One bill introduced by Rep. Debbie Stafford, an ordained minister and auctioneer from Arapahoe County, would require public libraries to put filters on any computers that children might use to access the Internet.

The filters would keep minors from material that is harmful to their beneficial development as responsible adults and citizens because it appeals to a prurient interest in nudity, sex, or excretion.

Another bill was introduced by Rep. Ted Harvey, a mortgage banker from Douglas County. It was inspired after he visited a Virgin Records store. Instead of finding virgins in the movie aisle, he found blatant triple-X-rated covers right there at eye level for any 5-year-old to see.

And so he sponsored a bill which makes it a crime for any person, in displaying in a commercial establishment any materials that are harmful to minors, to fail to take commercially feasible measures to prevent the display of the materials to minors.

Harvey's bill then goes on to define what harms minors, and it's the same sort of stuff that Rep. Stafford wants blocked from children in libraries.

Have you seen a shred of evidence that minors are harmed by anything they might look at? But for sake of argument, let us assume that children really do suffer from such exposure, just as Reps. Stafford and Harvey claim.

In that case, our legislature has really fallen down on the job. since there's a lot more that should be hidden from the eyes of children.

We can start with our geography. Stafford and Harvey should take a road trip to Durango on one of these nice weekends. After they pass through Pagosa Springs, they will observe a natural prominence called Chimney Rock on the south side of Highway 160.

But no one I know has ever said it resembled a chimney. It looks more like what Rep. Harvey calls human male genitals in a discernibly turgid position.

The lewd and provocative Grand Tetons are in Wyoming, beyond the reach of our legislature, but we do have Granny's Nipple, right next to U.S. 40 northwest of Kremmling. We also have a pair of mountains near Trinidad still known by their Indian name, Wahatoya, which translates as Breasts of the Earth.

Rep. Harvey also has a problem with uncovered, or less than opaquely covered ... buttocks. Every time I've floated down Brown's Canyon, the guide has cheerfully pointed out a rock formation known as the Moon over the Arkansas.

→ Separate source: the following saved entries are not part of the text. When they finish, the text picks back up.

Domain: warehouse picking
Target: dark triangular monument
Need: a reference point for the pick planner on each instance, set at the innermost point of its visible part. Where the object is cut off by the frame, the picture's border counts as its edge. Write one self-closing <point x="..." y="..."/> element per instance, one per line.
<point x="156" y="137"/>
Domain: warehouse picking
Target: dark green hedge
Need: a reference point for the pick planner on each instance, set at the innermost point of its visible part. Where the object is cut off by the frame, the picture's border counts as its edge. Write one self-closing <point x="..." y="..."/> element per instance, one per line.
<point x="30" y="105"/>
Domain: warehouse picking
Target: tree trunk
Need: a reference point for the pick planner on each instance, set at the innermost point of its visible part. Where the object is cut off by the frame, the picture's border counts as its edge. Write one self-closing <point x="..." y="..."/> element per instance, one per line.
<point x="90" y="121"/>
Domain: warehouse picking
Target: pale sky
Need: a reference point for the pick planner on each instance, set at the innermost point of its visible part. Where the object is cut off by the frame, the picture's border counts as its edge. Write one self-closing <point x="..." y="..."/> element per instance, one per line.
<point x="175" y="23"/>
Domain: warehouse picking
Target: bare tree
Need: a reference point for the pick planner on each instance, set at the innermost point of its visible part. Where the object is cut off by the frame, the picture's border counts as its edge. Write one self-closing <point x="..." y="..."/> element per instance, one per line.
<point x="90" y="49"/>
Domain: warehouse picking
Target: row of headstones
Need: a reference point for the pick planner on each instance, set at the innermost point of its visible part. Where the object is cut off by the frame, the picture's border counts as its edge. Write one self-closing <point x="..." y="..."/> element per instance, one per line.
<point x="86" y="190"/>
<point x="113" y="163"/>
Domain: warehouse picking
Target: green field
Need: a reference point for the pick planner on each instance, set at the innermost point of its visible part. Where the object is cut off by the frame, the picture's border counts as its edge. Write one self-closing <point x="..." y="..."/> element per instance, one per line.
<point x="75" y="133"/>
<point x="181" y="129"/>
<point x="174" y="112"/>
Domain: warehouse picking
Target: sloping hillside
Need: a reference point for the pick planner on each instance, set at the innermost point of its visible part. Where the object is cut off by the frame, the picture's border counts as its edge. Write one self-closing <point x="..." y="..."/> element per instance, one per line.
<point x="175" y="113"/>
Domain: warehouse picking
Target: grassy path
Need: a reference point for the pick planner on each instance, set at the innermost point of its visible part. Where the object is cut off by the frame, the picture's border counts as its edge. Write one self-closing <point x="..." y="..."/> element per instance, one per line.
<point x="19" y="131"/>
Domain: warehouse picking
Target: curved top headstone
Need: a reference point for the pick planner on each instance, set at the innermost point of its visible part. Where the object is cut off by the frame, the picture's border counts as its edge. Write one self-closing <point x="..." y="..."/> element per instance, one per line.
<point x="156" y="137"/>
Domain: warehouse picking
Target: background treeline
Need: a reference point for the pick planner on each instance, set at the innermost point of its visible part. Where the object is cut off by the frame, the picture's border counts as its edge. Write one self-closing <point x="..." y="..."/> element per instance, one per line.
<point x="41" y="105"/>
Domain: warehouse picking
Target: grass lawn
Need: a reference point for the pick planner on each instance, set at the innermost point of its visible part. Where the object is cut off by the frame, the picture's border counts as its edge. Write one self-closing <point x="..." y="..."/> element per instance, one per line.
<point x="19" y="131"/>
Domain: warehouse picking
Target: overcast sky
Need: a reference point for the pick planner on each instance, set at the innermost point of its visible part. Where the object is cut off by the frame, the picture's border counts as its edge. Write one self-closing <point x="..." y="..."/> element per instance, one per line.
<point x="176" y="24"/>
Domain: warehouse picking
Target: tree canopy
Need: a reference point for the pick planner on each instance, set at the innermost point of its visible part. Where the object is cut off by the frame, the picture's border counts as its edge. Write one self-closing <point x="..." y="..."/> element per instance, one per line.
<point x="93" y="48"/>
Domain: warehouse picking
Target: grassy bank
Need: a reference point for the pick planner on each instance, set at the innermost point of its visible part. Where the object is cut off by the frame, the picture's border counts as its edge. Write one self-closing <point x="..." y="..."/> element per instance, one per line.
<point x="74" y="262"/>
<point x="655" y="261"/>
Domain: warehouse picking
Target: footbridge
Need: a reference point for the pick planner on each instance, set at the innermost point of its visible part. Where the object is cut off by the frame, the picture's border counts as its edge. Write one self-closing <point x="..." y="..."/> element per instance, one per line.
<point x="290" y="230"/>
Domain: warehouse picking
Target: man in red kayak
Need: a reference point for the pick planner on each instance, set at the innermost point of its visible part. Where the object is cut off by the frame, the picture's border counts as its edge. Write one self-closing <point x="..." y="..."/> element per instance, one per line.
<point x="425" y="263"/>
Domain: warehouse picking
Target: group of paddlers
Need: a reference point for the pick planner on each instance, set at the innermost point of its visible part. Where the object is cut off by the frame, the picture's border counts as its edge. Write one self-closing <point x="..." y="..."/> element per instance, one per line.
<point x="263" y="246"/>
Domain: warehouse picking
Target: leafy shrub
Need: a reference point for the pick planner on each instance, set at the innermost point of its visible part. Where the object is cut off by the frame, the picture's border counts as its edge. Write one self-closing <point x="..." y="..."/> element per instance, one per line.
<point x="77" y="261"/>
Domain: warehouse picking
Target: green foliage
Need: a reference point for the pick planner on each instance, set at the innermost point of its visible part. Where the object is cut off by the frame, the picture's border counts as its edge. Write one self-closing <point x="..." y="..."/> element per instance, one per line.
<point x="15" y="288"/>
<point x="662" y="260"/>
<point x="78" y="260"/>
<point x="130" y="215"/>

Just how we will address these offenses if Harvey's bill becomes law is a good question, since no person is responsible for our landscape, and yet the legislature has taken up the duty to protect children from looking at suggestive material.

Perhaps high roadside barriers would be in order. For a permanent solution, the state could borrow a method from the Taliban, and dynamite the offensive features, just as all the ancient Buddhist statues in Afghanistan were destroyed three years ago.

Yet that wouldn't be enough to protect our children. If suggestive features are harmful, then the real thing must be devastating.

And if you drive by a cattle pen at the wrong time, your children might see not only bulls and cows in action, but also steers mounting steers and cows mounting cows -- explicit homosexual acts.

It might be even worse that some tourist operators in Estes Park advertise for fall family visits to see and hear the magnificent bugling elk. We all know why elk bugle -- so why isn't the legislature acting to protect our children from that depraved and disgusting spectacle, and to bring justice to the predators who promote venery for profit?

Our legislature clearly has a long way to go before we can feel comfortable even allowing our children to glance out a car window on a Sunday afternoon ride, let alone taking them on a walk in the woods or a raft trip down the river.

Some people profess to enjoy our wildlife and scenery just as they are now -- but when it comes to protecting Colorado children, it appears that we will all need to make sacrifices.